Python bindings for the Rust4PM Project: Process mining in Python with the speed of Rust

This library provides basic import/export of XES/OCEL event data, as well as other exposed functionality from the Rust4PM project (e.g., process discovery algorithms).

Features

  • Fast XES/OCEL Import/Export: Efficient Rust-based import and export of .xes, .xes.gz, and OCEL2 (.xml/.json) files
  • Auto-Generated Bindings: All process_mining functions automatically exposed with full IDE support (autocomplete, type hints, docs)
  • Registry System: Manage data objects and convert between types as needed
  • Polars DataFrames: Polars facilitates the fast transfer of event data from Python to Rust and vice versa

Quick Start

from r4pm import bindings
import r4pm

# Load an OCEL file - returns a registry ID
ocel_id = r4pm.import_item('OCEL', 'data/orders.xml')

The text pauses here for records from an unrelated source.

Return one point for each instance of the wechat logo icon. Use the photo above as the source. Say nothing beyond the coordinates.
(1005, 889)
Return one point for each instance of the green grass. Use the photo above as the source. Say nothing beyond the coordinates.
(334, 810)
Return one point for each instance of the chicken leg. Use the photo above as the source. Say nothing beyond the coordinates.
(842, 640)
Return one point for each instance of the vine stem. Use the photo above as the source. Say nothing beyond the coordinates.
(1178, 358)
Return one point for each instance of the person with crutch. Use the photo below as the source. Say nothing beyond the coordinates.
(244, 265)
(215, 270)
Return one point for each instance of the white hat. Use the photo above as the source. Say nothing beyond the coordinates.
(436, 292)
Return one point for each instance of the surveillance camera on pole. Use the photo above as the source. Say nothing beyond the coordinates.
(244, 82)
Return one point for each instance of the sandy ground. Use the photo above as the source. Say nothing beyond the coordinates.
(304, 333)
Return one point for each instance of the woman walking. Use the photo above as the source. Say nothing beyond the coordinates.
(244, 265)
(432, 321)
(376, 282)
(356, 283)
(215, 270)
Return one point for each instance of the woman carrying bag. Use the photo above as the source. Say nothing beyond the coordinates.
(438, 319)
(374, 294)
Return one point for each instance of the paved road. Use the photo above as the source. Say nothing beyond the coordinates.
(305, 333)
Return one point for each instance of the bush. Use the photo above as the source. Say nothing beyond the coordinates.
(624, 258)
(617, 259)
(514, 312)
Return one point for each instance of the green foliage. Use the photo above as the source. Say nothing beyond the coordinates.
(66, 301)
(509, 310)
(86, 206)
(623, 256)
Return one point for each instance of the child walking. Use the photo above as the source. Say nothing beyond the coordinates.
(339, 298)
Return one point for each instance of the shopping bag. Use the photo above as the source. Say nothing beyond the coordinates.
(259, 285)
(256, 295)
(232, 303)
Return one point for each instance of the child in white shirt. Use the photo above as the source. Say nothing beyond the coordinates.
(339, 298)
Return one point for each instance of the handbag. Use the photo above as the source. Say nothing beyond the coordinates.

# Convert to SlimLinkedOCEL for analysis functions
locel_id = bindings.slim_link_ocel(ocel=ocel_id)

# Get statistics
num = bindings.num_events(ocel=locel_id)
print(f"Events: {num}")

# Discover object-centric DFG
dfg = bindings.discover_dfg_from_ocel(locel_id)
print(f"Discovered DFG for {len(dfg['object_type_to_dfg'])} object types")

# For case-centric event logs:
log_id = r4pm.import_item('EventLog', 'data/log.xes')
case_dfg = bindings.discover_dfg(log_id)

How It Works

Auto-Generated Bindings

All functions from the process_mining Rust library are automatically discovered and exposed as Python functions with:

  • Full type hints for IDE autocomplete
  • Automatic documentation from Rust docs
  • Type validation via JSON schemas

The bindings are organized by module (mirroring the Rust crate structure):

from r4pm import bindings

# Top-level access to all functions
bindings.discover_dfg(event_log=log_id)
bindings.num_events(ocel=locel_id)

# Or use submodules for organization
from r4pm.bindings.discovery.case_centric import dfg
dfg.discover_dfg(event_log=log_id)

Bindings are automatically generated during the Rust build via build.rs.

Registry System

Data is managed through a registry that holds different object types:

  • OCEL - Raw OCEL data
  • SlimLinkedOCEL - Memory-efficient linked OCEL (required by most functions)
  • IndexLinkedOCEL - Indexed OCEL for analysis
  • EventLog - Case-centric event log
  • EventLogActivityProjection - Activity-projected log for discovery
# Load files into registry
ocel_id = r4pm.import_item('OCEL', 'file.xml')
log_id = r4pm.import_item('EventLog', 'file.xes')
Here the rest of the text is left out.